Albania TPGInc Import/Roadmatcher

From OpenStreetMap Wiki
Jump to navigation Jump to search

This process was originally developed for the Canadian import by Jason Reid, Steve Singer, Frank Steggink, and Sam Venkemans. It has been modified to work with The Pineridge Group Inc.'s data for Albania by Adam Dunn and James Michael Dupont.

The process has the following high-level steps:

  • Generate bounded ESRI Shapefiles of the current OSM data and TPG data
  • Import these shapefiles into OpenJUMP Roadmatcher
  • Perform AutoConflation in Roadmatcher, followed up by manual adjustments in Roadmatcher, using TPG as a base.
  • Use the result file from Roadmatcher in pineridge2osm.py to generate standalone.osm and excluded.osm
  • Import the standalone.osm file into OSM using JOSM

Generating Bounded Shapefiles

First, you need PostgreSQL with GIS extensions. I have used the database name of "gis" for the examples on this page. You can find instructions on setting it up at Mapnik/PostGIS#Create_Database. This page instructs you to log in as a user or root that has access to postgresql, and the next seven(7) commands should also be entered as that user. Now you need to import spatial references to the gis database by running the following command (you will only need to do this once per computer, for the entire lifetime of the import):

psql gis < /usr/share/postgresql-8.3-postgis/spatial_ref_sys.sql

In order to import the OSM data to PostGIS you need to get osm2pgsql: Osm2pgsql#From_source.

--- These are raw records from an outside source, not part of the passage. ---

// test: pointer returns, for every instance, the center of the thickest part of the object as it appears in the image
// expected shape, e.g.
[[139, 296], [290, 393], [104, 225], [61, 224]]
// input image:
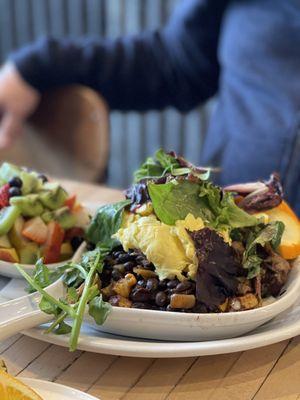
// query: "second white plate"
[[54, 391]]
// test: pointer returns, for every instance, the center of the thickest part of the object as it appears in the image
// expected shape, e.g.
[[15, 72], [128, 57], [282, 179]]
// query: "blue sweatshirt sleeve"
[[176, 66]]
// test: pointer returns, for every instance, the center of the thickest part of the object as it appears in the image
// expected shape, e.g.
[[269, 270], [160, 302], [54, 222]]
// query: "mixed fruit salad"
[[178, 243], [38, 218]]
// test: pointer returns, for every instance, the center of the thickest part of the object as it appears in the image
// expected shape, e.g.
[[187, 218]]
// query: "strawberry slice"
[[36, 230], [73, 232], [4, 195], [70, 202], [53, 243]]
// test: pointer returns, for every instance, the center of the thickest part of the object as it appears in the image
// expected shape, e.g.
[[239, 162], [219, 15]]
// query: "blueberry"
[[14, 191], [15, 182], [76, 242]]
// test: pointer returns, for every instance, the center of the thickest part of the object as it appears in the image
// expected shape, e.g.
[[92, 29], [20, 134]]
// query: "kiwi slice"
[[8, 216]]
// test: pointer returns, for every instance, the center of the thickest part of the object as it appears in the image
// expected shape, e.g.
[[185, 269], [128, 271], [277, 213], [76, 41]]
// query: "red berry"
[[4, 195]]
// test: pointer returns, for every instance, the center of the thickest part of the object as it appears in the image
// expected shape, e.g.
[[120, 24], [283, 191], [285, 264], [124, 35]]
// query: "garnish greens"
[[163, 163], [80, 278], [261, 236]]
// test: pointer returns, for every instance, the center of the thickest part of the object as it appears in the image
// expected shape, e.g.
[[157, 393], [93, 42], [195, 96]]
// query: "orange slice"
[[290, 242], [12, 389]]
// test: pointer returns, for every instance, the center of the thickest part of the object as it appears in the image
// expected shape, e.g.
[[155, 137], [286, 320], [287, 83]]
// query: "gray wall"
[[133, 136]]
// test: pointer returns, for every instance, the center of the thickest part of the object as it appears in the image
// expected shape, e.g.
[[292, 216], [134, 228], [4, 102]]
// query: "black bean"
[[140, 259], [76, 242], [169, 308], [122, 258], [140, 305], [163, 284], [90, 246], [172, 283], [116, 275], [117, 253], [140, 294], [129, 265], [14, 192], [43, 178], [152, 284], [15, 182], [161, 299], [141, 283]]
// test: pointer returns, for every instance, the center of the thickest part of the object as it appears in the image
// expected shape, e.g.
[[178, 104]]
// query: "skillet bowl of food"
[[183, 259]]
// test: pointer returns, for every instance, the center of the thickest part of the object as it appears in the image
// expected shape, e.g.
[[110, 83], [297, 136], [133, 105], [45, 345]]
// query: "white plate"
[[8, 269], [284, 326], [54, 391]]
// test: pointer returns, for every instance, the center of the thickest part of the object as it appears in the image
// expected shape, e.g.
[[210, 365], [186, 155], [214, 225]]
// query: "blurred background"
[[132, 136]]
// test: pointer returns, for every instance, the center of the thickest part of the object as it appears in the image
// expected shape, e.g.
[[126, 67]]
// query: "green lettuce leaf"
[[176, 199], [261, 236], [105, 223], [157, 166]]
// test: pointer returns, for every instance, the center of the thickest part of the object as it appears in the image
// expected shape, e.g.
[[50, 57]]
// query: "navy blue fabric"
[[245, 51]]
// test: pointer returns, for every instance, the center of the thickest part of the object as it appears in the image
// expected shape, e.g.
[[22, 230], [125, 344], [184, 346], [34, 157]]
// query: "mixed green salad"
[[38, 218], [177, 242]]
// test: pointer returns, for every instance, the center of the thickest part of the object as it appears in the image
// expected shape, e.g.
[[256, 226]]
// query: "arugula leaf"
[[261, 236], [99, 309], [72, 305], [176, 199], [49, 308], [105, 223], [63, 328]]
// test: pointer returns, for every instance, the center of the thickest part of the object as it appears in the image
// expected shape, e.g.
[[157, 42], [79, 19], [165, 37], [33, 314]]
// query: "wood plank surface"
[[269, 373]]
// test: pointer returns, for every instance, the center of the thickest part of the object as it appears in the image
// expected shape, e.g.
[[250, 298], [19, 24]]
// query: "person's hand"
[[17, 101]]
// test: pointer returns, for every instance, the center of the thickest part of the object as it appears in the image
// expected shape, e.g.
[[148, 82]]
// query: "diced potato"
[[248, 301], [108, 291], [185, 301], [223, 306], [120, 301], [145, 273], [124, 285]]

You need to download LL_Roads2 (shp,shx,etc) from xhema.flossk.org. LL_Roads2 is hardcoded in - you'll have to change code in pineridge2osm.py if you want to use another shapefile.

Load the TPG data into PostGIS (only do this once, unless The Pineridge Group releases a newer version and you need to import the newer data). In this line, 4326 is the projection, albania_tpg_roadseg is the name of the table (hardcoded in the sql functions imported later on), and gis is the name of the database:

shp2pgsql -s 4326 LL_Roads2 albania_tpg_roadseg | psql -d gis -f -

Now you need to get the current OSM data for a bounding box. There are two possible ways to go about this:

  • You can use JOSM to download a specific lat/long area by going through the "Bounding Box" tab in the download dialog box. I would suggest sizes of around 0.1 degrees lat and long.
  • If you can get osm files in bounded shapefiles (from Cloudmade or some other provider), that'll be fine but you still want The Pineridge Group shapefile to be bounded, so still need PostgreSQL. (this method is not yet written about on this page)

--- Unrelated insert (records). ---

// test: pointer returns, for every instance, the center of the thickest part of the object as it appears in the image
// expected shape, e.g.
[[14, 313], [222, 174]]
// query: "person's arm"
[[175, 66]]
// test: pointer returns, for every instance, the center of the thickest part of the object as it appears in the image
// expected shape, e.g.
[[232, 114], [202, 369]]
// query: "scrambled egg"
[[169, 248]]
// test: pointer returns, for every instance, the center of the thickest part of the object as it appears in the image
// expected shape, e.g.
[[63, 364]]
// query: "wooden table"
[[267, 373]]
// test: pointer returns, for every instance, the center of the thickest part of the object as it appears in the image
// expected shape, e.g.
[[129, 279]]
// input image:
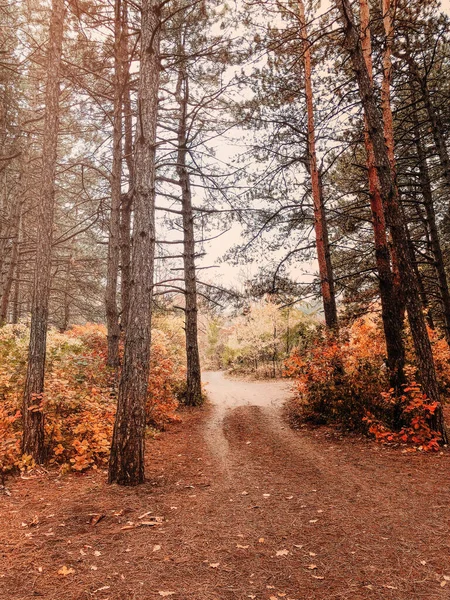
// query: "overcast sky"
[[228, 274]]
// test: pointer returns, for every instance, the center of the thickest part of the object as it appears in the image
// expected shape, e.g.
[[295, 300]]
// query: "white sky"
[[229, 274]]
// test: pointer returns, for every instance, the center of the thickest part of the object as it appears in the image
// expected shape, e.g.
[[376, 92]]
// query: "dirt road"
[[249, 509]]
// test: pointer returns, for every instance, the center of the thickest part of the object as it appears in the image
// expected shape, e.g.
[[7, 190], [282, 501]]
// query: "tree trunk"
[[320, 222], [126, 466], [112, 310], [33, 416], [16, 297], [388, 8], [394, 217], [12, 267], [193, 375], [427, 195], [127, 199], [392, 324]]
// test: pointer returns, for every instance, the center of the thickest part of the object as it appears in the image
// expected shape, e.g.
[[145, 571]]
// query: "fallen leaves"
[[64, 571], [150, 522], [96, 518]]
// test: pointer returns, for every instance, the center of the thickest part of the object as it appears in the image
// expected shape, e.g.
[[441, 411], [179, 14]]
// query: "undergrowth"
[[344, 382], [80, 395]]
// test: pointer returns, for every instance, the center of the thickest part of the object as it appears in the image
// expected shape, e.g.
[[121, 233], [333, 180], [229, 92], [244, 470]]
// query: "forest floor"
[[237, 506]]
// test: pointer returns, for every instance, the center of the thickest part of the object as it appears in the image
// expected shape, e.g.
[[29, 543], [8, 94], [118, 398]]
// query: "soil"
[[237, 506]]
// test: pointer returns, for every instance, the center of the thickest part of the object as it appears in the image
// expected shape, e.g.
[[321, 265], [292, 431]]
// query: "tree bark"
[[126, 466], [427, 195], [12, 267], [112, 309], [394, 217], [392, 324], [320, 222], [193, 376], [33, 415], [127, 199]]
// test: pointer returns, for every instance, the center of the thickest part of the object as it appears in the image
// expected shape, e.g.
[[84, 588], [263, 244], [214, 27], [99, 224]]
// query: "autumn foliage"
[[79, 400], [345, 382]]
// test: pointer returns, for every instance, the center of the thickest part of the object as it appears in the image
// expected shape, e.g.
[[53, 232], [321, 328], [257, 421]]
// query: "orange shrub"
[[345, 382], [79, 402]]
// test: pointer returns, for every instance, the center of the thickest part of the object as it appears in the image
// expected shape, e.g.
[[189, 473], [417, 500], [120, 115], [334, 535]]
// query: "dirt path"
[[250, 509]]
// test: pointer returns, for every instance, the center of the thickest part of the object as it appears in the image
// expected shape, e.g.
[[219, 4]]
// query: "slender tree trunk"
[[12, 267], [394, 217], [392, 324], [112, 310], [16, 297], [33, 415], [427, 195], [320, 222], [127, 199], [193, 376], [388, 8], [126, 466]]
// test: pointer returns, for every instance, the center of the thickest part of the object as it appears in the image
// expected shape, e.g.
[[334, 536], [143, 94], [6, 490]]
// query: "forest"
[[224, 269]]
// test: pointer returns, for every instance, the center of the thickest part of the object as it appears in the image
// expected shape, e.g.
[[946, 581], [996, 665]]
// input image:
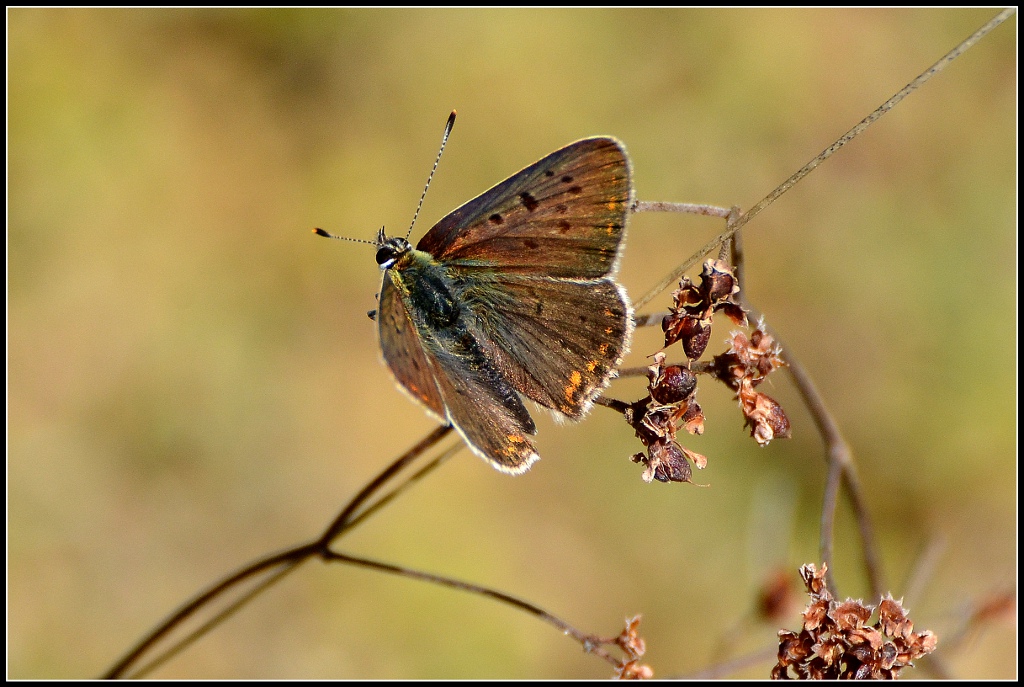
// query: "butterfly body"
[[512, 294]]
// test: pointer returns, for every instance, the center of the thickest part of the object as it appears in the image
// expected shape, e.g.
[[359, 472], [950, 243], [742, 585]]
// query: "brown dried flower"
[[836, 641], [671, 400], [742, 368], [690, 317], [634, 647]]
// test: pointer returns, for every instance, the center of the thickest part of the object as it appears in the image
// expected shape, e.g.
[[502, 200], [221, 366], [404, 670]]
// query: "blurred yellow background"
[[193, 380]]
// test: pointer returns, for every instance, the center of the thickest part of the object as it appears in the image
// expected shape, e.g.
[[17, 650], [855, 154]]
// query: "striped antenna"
[[448, 130], [321, 232]]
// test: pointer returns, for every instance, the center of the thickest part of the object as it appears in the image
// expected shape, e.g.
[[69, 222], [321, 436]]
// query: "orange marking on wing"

If you still want to work with .osm files (ie. you are using the JOSM method, not the Cloudmade method), you need to load a stylefile in your current directory (only do this once):

cp /path/to/osm2pgsql/default.style .

You would then load the osm into postgres (repeat this for each area you work on):

osm2pgsql -v -l -d gis DownloadedOSMData.osm

To export the geometry from PostGIS, you will need SQL functions. Use the albania-functions.sql (gitorious repository link). You can import them into PostGIS with the following command (remember that "gis" is the name of the database here) (only do this once):

cat albania-functions.sql | psql -d gis

Finally, we get reprojected, bounded shapefiles out of postgresql. The numbers inside the POLYGON() is in WKT format. It is simply the five nodes that make up a closed rectangle, in Long Lat tuples (the numbers shown are for an area near Gjirokastra) (repeat this for each area):

pgsql2shp -f OSM.shp gis "select * FROM select_albania_osm_roadtile('SRID=4326;POLYGON((20 40,20.1 40,20.1 40.1,20 40.1,20 40))')"
pgsql2shp -f TPG.shp gis "select * FROM select_albania_tpg_roadtile('SRID=4326;POLYGON((20 40,20.1 40,20.1 40.1,20 40.1,20 40))')"

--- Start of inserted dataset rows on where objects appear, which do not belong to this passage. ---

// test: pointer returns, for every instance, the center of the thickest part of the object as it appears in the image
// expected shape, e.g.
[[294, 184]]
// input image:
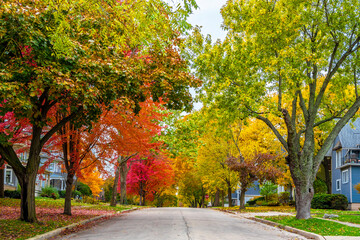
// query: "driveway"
[[181, 224]]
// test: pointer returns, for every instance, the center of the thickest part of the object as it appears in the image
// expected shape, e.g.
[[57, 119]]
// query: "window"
[[345, 176], [8, 176], [51, 167], [338, 158], [338, 185]]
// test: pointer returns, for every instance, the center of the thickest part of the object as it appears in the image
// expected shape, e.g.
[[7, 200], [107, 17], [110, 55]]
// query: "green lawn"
[[318, 226], [49, 214]]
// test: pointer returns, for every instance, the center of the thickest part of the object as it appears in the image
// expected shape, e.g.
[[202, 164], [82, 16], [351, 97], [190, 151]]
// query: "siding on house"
[[345, 187], [335, 172], [355, 179], [348, 142]]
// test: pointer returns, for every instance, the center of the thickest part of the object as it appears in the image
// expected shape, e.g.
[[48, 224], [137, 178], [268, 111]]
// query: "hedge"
[[12, 194], [329, 201]]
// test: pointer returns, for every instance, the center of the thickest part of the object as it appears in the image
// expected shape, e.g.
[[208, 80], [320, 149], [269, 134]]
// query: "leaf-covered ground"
[[260, 209], [318, 226], [49, 214]]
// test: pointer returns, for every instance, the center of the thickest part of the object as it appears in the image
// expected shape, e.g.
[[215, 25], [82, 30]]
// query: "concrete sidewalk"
[[252, 215]]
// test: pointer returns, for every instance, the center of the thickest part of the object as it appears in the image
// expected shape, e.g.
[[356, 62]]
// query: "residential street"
[[181, 224]]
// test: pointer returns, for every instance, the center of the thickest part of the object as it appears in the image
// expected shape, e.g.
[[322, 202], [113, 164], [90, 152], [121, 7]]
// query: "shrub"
[[62, 193], [12, 194], [90, 200], [267, 190], [261, 203], [320, 186], [84, 189], [329, 201], [49, 192], [76, 193], [253, 201], [273, 203], [284, 198]]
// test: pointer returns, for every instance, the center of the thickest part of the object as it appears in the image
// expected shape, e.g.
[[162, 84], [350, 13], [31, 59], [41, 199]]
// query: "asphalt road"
[[181, 224]]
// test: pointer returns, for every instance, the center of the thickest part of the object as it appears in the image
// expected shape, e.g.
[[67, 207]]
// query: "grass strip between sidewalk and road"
[[49, 213], [314, 225]]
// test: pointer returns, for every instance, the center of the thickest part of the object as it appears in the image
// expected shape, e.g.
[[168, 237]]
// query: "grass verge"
[[314, 225], [49, 214]]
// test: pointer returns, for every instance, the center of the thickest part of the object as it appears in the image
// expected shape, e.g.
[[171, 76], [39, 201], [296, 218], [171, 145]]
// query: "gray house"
[[53, 176], [345, 163]]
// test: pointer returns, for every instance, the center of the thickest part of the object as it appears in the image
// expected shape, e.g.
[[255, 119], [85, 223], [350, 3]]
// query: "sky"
[[208, 16]]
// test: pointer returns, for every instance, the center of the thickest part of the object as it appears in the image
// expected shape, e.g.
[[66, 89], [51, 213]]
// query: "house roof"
[[349, 136]]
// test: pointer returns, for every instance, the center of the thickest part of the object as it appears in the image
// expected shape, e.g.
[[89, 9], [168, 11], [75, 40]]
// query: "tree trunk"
[[242, 198], [123, 177], [303, 196], [27, 183], [69, 185], [217, 198], [326, 163], [229, 196], [144, 198], [222, 198], [113, 198], [2, 173]]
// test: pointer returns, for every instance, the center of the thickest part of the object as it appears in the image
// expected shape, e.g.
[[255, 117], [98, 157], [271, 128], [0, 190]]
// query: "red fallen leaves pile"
[[50, 217]]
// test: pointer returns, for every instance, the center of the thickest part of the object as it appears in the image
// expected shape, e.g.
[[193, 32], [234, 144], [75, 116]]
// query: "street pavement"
[[181, 224]]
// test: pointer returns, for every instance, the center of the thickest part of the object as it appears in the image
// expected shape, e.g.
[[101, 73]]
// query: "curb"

You can now exit the special user that has access to postgresql.

OpenJUMP RoadMatcher

You will need to install and run OpenJUMP with RoadMatcher. See RoadMatcher for information on this. For conflation options in RoadMatcher, you'll probably want: Minimum Segment Size: 5E-7, Standalone distance: 5E-4, Match Distance: 5E-4, though feel free to play with these numbers, as optimal values will change from sparse to dense areas. In dense areas, higher accuracy will be optimal, so you might end up using 5E-8, 5E-5 and 5E-5, respectively. You also need to make sure that ET_ID from the Pineridge Group data is exported into the result layer. This is the ID that pineridge2osm.py will use later on.

see the export instructions here: RoadMatcher#Exporting

pineridge2osm.py

Download pineridge2osm.py from Gitorious (try the tar.gz link on the right, or go to each file and scroll to the bottom and click on "Raw blob data", or git clone the whole thing)

need to do this :

sudo aptitude install python-shapely

Create a text file that contains a bounding WKT (eg. name it GjirokastraWKT.txt). This is the exact same text that you entered into PostGIS earlier:

POLYGON((20 40,20.1 40,20.1 40.1,20 40.1,20 40))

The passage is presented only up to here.